Designing for Legacy: Architecture That Outlives Trends
The most valuable residential architecture shares a single quality: it was not designed for the moment it was built, but for the century that followed.
Isabelle Laurent
Head of Residential
In a market where development cycles chase the aesthetic of the immediate moment, the rarest and most valuable properties are those designed as if the architect knew they would still be standing — and still admired — a hundred years later.
The Timelessness Principle
The great Georgian townhouses of Mayfair were not designed to be fashionable. They were designed to be correct — governed by proportion, natural light, and a relationship to the street that has proven more durable than any stylistic experiment in the centuries since.

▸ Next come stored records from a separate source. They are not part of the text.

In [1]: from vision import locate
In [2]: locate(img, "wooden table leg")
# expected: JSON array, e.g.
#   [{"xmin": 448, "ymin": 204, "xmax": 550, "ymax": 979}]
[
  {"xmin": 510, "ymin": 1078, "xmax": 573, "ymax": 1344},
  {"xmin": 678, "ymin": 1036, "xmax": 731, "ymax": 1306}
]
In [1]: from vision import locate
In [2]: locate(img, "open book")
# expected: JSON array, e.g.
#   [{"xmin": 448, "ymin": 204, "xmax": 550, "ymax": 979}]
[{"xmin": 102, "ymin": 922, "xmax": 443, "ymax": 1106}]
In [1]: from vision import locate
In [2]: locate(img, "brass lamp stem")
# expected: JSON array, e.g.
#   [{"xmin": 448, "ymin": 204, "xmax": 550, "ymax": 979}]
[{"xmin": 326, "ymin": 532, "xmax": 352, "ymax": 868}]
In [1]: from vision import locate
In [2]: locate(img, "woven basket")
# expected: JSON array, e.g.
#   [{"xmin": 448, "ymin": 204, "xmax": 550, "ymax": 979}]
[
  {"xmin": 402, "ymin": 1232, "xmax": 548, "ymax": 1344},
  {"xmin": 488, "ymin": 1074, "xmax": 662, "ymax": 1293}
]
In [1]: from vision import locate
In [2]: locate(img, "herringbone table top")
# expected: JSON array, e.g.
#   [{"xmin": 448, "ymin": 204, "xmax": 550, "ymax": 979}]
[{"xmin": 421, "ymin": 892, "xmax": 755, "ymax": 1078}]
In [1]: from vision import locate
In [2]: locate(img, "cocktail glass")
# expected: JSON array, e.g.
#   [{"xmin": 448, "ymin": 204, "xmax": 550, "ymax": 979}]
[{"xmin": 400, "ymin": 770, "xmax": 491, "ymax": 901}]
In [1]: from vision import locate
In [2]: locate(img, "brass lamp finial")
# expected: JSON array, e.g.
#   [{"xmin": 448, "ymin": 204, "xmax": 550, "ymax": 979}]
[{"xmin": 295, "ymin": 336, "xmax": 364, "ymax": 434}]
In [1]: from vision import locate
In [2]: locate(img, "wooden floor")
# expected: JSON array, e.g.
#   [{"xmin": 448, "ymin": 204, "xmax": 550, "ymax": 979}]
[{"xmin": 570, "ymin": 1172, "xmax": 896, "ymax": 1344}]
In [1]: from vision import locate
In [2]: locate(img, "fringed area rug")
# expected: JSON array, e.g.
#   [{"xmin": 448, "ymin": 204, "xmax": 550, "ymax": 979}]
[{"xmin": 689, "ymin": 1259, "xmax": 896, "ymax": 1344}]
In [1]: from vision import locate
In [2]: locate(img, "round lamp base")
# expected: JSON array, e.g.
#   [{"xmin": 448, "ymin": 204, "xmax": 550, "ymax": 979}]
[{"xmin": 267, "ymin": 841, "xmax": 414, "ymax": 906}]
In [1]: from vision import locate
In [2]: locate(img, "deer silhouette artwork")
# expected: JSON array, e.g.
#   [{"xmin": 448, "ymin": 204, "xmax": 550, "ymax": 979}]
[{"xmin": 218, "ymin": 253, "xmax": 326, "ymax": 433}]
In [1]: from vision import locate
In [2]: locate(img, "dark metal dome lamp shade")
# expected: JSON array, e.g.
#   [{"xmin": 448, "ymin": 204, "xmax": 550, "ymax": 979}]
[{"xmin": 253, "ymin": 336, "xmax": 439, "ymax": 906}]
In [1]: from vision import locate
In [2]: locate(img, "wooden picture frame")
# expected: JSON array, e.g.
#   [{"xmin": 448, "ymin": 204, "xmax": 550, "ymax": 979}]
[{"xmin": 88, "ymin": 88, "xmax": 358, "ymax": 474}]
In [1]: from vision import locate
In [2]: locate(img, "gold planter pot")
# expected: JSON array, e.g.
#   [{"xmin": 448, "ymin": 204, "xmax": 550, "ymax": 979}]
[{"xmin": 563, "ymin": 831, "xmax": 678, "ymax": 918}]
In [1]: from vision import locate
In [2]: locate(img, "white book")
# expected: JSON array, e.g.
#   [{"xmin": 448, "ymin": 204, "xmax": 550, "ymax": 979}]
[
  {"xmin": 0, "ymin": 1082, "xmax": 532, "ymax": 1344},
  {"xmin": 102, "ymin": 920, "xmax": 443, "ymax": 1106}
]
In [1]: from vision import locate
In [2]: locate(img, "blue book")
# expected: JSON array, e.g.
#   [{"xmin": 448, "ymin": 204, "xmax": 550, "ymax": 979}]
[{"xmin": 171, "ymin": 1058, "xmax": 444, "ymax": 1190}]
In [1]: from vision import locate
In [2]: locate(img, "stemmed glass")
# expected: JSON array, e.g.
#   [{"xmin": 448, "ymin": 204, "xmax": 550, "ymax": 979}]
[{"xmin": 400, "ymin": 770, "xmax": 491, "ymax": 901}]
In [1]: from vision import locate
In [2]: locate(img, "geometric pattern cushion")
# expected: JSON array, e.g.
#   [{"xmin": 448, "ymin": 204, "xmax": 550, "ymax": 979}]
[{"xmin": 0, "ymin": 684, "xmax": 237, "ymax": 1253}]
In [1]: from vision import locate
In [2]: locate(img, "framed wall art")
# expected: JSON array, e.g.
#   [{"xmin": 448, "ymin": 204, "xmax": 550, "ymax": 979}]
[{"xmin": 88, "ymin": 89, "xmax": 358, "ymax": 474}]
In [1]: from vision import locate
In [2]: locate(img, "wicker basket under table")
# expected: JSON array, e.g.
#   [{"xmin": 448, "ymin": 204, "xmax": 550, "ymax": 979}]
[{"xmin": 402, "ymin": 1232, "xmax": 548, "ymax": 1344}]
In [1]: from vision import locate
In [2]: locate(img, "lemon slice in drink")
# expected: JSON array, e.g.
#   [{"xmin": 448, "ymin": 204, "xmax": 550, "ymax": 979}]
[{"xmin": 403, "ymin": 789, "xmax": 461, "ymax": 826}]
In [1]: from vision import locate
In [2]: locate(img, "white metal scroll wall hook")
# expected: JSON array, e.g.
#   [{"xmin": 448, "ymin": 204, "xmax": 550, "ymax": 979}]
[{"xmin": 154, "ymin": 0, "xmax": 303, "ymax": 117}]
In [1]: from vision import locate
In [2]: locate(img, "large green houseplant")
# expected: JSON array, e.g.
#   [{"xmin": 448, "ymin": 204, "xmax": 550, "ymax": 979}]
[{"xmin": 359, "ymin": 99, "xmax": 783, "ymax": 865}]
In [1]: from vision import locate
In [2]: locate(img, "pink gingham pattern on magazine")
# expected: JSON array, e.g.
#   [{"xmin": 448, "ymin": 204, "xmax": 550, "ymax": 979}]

The finest contemporary residential architecture follows the same principle. The work of Tadao Ando, David Chipperfield, or — closer to home — Emre Arolat does not make statements. It makes conditions: conditions for light, for sequence, for the relationship between inside and outside, for the experience of living in a particular place at a particular moment of the day.
Materials as Investment
The correlation between material quality and long-term value is not coincidental. Portuguese limestone, Carrara marble, hand-laid brick, and structural glass are not merely aesthetic choices — they are commitments to a maintenance cycle and a value proposition that synthetic alternatives cannot replicate.
A property built with materials that cannot be easily reproduced commands a premium that grows with time, not diminishes.
What We Look for in an Acquisition
When we evaluate a property for an ultra-luxury client, the architectural question is always present: is this building a product of its time, or a building that happens to exist in our time?
The answer shapes our advice on value, on hold period, and on the eventual exit strategy. Architecture that was designed for legacy commands legacy prices — across every cycle.